Vermont does the right thing
By Bernie Quigley
For The Hill on 4/27/10
Rugged individualism was the original guiding ethic of northern New England. Possibly it still is. I know master builders up here who have never yet seen the need to hook up the electricity to their own houses and loggers who do well for their families pulling trees out of the forest with Percherons. But this I wasn’t expecting.
Lisa Rathke of the Associated Press writes that Vermont will not seek millions in a federal grant program aimed at improving failing schools, joining a handful of states in dropping our of the “Race to the Top” program despite strapped education budgets.
The Obama administration requires states to link teacher pay to student performance and invest in charter schools, which would require policy and legislative changes in Vermont.
And Vermont said no to $40 million federal dollars.
“When we look at it realistically, with limited resources, we have to make sure we put our energies and our efforts in places that we know we can be successful in and that fit what the direction of Vermont education is moving in,” said Armando Vilaseca, Vermont Commissioner of Education.
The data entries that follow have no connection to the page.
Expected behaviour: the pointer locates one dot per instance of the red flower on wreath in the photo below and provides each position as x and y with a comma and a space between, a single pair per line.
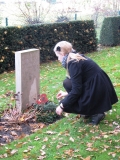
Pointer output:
43, 99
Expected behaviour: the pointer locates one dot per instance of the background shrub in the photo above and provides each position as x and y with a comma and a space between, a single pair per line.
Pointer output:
44, 37
110, 31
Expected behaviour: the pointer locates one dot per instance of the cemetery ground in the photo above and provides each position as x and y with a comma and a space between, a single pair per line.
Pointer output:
71, 137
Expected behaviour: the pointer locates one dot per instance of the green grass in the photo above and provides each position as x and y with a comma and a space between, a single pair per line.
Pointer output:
69, 138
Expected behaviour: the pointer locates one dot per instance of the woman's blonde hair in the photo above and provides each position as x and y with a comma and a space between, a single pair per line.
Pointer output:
66, 47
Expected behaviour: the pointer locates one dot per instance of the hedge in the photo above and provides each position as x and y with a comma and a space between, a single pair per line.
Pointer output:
44, 37
110, 31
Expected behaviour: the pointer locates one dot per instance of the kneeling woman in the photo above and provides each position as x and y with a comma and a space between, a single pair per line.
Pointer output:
89, 90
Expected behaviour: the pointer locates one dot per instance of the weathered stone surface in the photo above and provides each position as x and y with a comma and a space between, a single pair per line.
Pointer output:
27, 74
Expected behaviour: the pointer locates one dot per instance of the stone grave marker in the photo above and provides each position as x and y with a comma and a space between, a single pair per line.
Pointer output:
27, 74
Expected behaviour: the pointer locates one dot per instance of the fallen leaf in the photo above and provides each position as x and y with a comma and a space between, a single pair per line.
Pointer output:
87, 158
51, 132
71, 139
13, 133
14, 151
69, 152
45, 139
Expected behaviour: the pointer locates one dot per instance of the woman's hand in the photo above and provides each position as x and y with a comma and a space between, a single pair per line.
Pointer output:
59, 110
61, 94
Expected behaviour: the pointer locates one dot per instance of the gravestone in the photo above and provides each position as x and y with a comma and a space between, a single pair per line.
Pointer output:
27, 74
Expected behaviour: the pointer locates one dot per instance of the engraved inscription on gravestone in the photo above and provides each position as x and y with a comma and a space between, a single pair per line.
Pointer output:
27, 74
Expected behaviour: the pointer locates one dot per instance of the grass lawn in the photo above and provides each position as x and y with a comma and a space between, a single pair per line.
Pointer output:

Vermont’s Governor Jim Douglas was the first to run to Washington, D.C. for federal bailout cash although we seem to need it least here in New Hampshire and Vermont than anyplace else. It is a conditioned reflex, felt first in those who do public budgets: Fed funds are free. It takes time to develop the temperament – possibly a new generation – to just say no. The new thinking that says states can and should think for themselves came from a New England tradition and started up here in Vermont and New Hampshire. But oddly enough, took root elsewhere.
Maybe Vermont is finding its old self again under the federal veneer. It is a better self. Scott and Helen Nearing, among the most rugged of rugged individualists, left Vermont in the Sixties when city folk started coming in by the bundles. Scott didn’t like them. One neighbor even forgot to feed his horse. Vermont was becoming a detached borough of New York City. So they moved way off into the forest. It is conceivable now that if they were still alive, they might even begin to think of coming back.